Nous avons été stupéfaits par les nombreuses accusations et plaintes déposées contre Gérard Miller, le psychanalyste. Nous sommes des psychologues cliniciens et des psychanalystes expérimentés travaillant depuis deux décennies en centre médico-psychopédagogique et en cabinet privé. Nous éprouvons le besoin de nous exprimer, car le silence des psychanalystes face à cette situation est troublant et induce un malaise profond, tout comme pour notre collègue Clotilde Leguil, dans une interview accordée au Monde le 17 février. Nous devons distinguer la pratique analytique du pouvoir abusif.
Bien entendu, ce n’est pas à nous de prendre la place de la justice, qui doit accomplir son devoir. Nous croyons cependant que nous avons une responsabilité devant les répercussions de ces plaintes, dont l’impact sociétal important est lié au mouvement #metoo, et questionne l’éthique de l’analyse.
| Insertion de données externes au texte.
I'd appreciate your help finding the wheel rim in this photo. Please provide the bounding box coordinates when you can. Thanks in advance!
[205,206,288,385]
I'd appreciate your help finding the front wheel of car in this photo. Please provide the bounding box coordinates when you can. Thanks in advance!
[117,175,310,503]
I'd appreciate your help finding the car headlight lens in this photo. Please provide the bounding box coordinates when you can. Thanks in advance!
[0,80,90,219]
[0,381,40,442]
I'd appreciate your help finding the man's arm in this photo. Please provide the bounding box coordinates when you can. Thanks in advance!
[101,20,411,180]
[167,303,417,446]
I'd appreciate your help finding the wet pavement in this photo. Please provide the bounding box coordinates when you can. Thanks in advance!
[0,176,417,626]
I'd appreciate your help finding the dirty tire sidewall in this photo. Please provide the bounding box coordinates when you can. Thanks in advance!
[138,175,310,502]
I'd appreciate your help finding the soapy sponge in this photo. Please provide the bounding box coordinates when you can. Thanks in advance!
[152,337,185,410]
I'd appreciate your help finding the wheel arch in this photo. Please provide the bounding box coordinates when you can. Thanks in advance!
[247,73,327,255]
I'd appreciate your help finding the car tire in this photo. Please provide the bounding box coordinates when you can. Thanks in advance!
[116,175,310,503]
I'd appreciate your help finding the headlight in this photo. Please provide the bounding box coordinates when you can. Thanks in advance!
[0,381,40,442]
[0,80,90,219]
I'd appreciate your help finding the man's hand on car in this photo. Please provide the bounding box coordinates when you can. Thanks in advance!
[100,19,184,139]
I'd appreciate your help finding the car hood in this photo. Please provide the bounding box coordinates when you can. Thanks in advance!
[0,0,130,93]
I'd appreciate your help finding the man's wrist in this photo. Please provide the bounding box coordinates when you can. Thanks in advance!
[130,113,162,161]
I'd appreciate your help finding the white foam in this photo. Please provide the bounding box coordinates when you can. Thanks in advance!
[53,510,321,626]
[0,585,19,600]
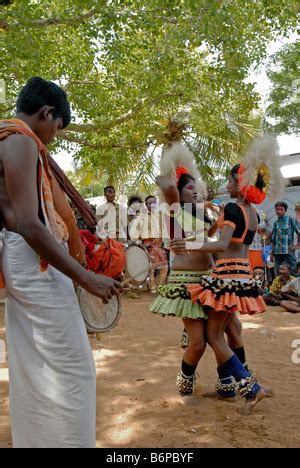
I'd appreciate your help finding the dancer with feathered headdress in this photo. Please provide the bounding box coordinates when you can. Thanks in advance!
[171,135,284,414]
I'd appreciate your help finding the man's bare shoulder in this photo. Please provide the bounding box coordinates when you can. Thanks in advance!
[0,134,38,162]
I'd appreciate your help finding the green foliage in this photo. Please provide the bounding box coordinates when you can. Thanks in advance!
[267,40,300,133]
[0,0,298,187]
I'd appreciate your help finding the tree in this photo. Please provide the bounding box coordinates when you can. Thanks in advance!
[0,0,298,186]
[267,41,300,133]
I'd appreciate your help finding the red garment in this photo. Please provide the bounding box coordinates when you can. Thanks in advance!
[80,230,126,278]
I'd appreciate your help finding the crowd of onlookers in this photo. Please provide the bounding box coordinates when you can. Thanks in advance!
[74,186,300,312]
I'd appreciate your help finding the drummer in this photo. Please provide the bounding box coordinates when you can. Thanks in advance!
[129,195,169,294]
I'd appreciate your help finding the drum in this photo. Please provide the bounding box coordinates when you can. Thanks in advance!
[125,242,151,288]
[76,286,122,333]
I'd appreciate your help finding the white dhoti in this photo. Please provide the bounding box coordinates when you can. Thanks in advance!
[3,230,96,448]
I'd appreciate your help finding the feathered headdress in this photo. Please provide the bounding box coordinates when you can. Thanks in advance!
[160,143,207,198]
[238,134,286,205]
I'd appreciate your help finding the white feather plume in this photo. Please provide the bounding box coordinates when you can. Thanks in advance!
[160,143,207,198]
[241,134,287,200]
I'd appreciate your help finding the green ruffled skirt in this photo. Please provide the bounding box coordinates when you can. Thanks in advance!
[150,271,210,320]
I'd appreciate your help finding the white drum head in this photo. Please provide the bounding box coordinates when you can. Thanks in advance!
[76,288,122,333]
[125,245,150,284]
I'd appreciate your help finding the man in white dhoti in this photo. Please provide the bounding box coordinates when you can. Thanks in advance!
[0,77,120,448]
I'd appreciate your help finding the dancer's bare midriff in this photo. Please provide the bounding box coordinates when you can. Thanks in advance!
[172,252,213,272]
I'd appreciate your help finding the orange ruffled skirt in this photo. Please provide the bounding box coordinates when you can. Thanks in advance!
[187,258,267,315]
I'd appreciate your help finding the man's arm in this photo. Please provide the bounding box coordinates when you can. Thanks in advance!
[2,135,118,301]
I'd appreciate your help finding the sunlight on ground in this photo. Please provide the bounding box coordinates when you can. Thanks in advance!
[111,427,135,444]
[0,369,8,382]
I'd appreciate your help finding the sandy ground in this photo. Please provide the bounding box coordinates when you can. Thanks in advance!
[0,295,300,448]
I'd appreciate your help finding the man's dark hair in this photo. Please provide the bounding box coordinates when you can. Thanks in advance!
[177,174,196,194]
[145,195,157,203]
[17,76,71,128]
[104,185,116,193]
[275,201,288,211]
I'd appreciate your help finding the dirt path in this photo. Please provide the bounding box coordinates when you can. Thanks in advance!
[0,295,300,448]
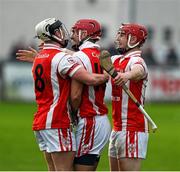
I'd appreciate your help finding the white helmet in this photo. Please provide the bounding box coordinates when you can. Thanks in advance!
[35,18,69,47]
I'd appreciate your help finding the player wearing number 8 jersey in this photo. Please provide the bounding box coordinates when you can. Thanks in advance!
[71,19,111,171]
[32,18,107,171]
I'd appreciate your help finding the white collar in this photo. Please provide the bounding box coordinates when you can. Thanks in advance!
[124,50,142,58]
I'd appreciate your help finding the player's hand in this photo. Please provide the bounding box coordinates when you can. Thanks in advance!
[16,47,38,62]
[103,70,109,82]
[114,72,129,86]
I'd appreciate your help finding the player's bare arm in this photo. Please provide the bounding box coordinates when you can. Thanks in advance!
[114,64,145,85]
[73,67,109,85]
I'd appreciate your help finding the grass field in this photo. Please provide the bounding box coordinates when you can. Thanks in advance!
[0,102,180,171]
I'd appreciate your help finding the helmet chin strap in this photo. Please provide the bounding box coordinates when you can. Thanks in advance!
[117,34,140,54]
[72,30,91,51]
[127,34,139,48]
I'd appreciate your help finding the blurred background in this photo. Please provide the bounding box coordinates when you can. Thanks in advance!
[0,0,180,171]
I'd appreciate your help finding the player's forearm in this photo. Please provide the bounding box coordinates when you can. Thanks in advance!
[73,68,109,85]
[126,65,145,81]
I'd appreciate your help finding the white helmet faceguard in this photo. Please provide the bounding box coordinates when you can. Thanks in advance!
[35,18,69,47]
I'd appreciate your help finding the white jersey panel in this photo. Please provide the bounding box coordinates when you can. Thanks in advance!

Plusieurs femmes, parfois mineures au moment des incidents rapportés, signalent que le populaire et très médiatisé psychanalyste utilisait l’hypnose pour les soumettre dans son domicile qui servait également de cabinet. Les plaignantes déclarent avoir été victimes d’agressions sexuelles et de viols dans ce cadre. Cet amalgame de rôles crée une confusion.
Gérard Miller était l’invité sur le plateau de l’émission « C ce soir » le 10 janvier pour une discussion centrée sur « Violences sexuelles : le tournant Depardieu ? ». Tout ceci s’est déroulé environ un mois avant que les accusations ne deviennent publiques par l’ouverture d’une enquête préliminaire le 23 février. Pendant l’émission, il a souligné, dans le contexte de la révolution #metoo, un « aveuglement collectif » en ce qui concerne les relations de domination entre un homme de pouvoir et une jeune femme. Le conflit et la perte de crédibilité créés par le décalage entre sa prise de parole publique et les accusations portées contre lui ne touchent pas seulement ceux directement impliqués, mais aussi toutes nos pratiques, qui sont perturbées par la confusion des rôles.
Miller a depuis démissionné des institutions psychanalytiques auxquelles il était affilié, ce qui indique une situation insoutenable qui nous pousse à considérer l’éthique analytique. Notre profession et nos méthodes de travail nous obligent à nous confronter à cela, afin de répondre à la responsabilité qui nous incombe.
La première condition de l’éthique analytique est de prendre conscience que nous, en tant qu’analystes et cliniciens, sommes profondément liés à la société et en portons les marques. Notre parcours personnel et professionnel est marqué par les croyances, les valeurs et les préjugés qui existent dans notre société. Reconnaître cette affiliation est absolument crucial, car il constitue le point de départ d’une réflexion sur les impacts de ces influences sur notre travail.